Congressmen: ‘Cliff’ bill does not tackle spending

Although Congress avoided significant tax increases and budget cuts associated with self-imposed sequestration measures, Mississippi’s representatives say Tuesday’s agreement does not solve America’s most pressing problem: runaway spending.

The U.S. temporarily avoided going over the “fiscal cliff” when House and Senate members reached a bipartisan tax agreement. The measure also delays budget cuts to numerous domestic and military agencies for two months.

“While neither Democrats nor Republicans got everything they wanted, this agreement is the right thing to do for our country,” President Barack Obama said in a statement Tuesday. “There’s more work to do to reduce our deficits, and I’m willing to do it. But (Tuesday’s) agreement ensures that, going forward, we will continue to reduce the deficit through a combination of new spending cuts and new revenues from the wealthiest Americans.”

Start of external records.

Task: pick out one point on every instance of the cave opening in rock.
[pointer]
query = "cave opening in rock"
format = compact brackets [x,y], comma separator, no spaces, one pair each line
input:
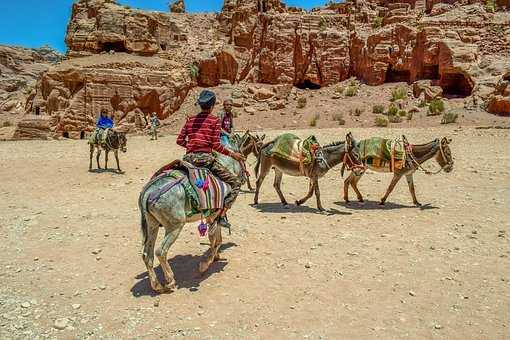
[431,72]
[117,46]
[150,103]
[307,84]
[397,76]
[455,85]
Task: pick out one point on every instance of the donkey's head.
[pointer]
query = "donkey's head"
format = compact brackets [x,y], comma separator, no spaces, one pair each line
[444,155]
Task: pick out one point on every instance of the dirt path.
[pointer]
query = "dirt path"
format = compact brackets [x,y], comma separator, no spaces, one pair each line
[71,250]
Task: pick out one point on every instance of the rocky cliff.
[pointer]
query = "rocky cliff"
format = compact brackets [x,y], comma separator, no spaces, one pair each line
[134,62]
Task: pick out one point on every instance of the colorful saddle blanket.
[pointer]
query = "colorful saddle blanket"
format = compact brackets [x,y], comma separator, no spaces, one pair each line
[291,147]
[384,154]
[208,192]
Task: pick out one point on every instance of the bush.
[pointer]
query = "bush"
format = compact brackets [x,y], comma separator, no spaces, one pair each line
[377,22]
[398,93]
[314,120]
[301,102]
[436,107]
[351,91]
[395,119]
[449,118]
[339,117]
[381,121]
[378,109]
[194,71]
[392,110]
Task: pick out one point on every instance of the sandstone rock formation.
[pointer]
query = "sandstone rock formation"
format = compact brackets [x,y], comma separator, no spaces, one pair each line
[19,70]
[134,62]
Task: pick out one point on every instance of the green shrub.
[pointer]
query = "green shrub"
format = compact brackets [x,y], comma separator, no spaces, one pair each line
[314,120]
[351,91]
[398,93]
[392,110]
[395,119]
[194,71]
[449,118]
[301,102]
[436,107]
[339,117]
[381,121]
[377,22]
[378,109]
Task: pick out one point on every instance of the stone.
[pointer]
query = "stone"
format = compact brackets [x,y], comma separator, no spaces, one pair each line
[61,323]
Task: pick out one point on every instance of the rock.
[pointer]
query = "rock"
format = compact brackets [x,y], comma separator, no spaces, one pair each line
[61,323]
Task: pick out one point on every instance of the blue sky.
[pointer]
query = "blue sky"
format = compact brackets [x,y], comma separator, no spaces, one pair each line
[33,23]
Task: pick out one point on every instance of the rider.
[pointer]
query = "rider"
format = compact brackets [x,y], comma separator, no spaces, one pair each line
[103,123]
[226,120]
[200,136]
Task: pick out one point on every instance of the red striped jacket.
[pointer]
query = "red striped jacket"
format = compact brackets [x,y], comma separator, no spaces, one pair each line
[201,133]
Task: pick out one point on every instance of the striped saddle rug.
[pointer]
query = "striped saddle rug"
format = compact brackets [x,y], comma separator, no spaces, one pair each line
[210,191]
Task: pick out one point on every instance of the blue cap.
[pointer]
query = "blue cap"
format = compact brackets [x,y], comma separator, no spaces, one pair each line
[206,99]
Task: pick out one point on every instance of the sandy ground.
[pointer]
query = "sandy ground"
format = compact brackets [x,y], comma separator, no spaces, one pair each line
[70,254]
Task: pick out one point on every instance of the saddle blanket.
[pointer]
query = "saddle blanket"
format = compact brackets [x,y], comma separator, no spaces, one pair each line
[383,154]
[210,192]
[290,147]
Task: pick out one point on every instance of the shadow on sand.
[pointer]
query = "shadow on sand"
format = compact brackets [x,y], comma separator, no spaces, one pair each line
[374,205]
[292,208]
[185,269]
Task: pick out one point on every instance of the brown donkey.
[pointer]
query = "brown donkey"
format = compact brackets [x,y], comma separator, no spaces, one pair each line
[326,158]
[416,156]
[114,141]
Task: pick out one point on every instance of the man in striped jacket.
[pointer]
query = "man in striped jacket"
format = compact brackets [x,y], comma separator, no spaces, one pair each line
[200,136]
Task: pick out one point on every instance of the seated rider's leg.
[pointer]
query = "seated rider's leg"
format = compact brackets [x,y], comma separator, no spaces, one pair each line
[228,177]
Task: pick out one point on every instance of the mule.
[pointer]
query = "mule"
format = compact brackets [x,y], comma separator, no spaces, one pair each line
[170,212]
[327,157]
[114,141]
[417,154]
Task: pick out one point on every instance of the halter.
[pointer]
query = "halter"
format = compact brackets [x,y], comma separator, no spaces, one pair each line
[409,151]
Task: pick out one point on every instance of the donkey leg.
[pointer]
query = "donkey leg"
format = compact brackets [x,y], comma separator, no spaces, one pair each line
[410,183]
[148,252]
[171,235]
[308,195]
[211,255]
[394,181]
[277,185]
[347,182]
[318,194]
[98,154]
[106,152]
[116,153]
[354,185]
[265,166]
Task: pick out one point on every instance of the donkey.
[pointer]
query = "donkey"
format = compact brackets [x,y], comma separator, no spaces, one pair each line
[326,158]
[171,211]
[418,154]
[114,141]
[250,144]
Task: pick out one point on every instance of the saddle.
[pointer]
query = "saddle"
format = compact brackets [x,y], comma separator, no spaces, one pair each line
[208,192]
[385,154]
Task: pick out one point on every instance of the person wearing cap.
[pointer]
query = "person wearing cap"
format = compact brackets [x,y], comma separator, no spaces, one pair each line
[201,136]
[104,122]
[226,117]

Mississippi’s three Republican House members — U.S. Reps. Gregg Harper, Alan Nunnelee and Steven Palazzo — all voted against the measure, while U.S. Rep. Bennie Thompson, a Democrat, voted in favor of the agreement.

Harper said Wednesday his vote was an obvious “No” because the bill does not tackle the real problems associated with the ever-increasing national debt, entitlement reforms and private sector job creation.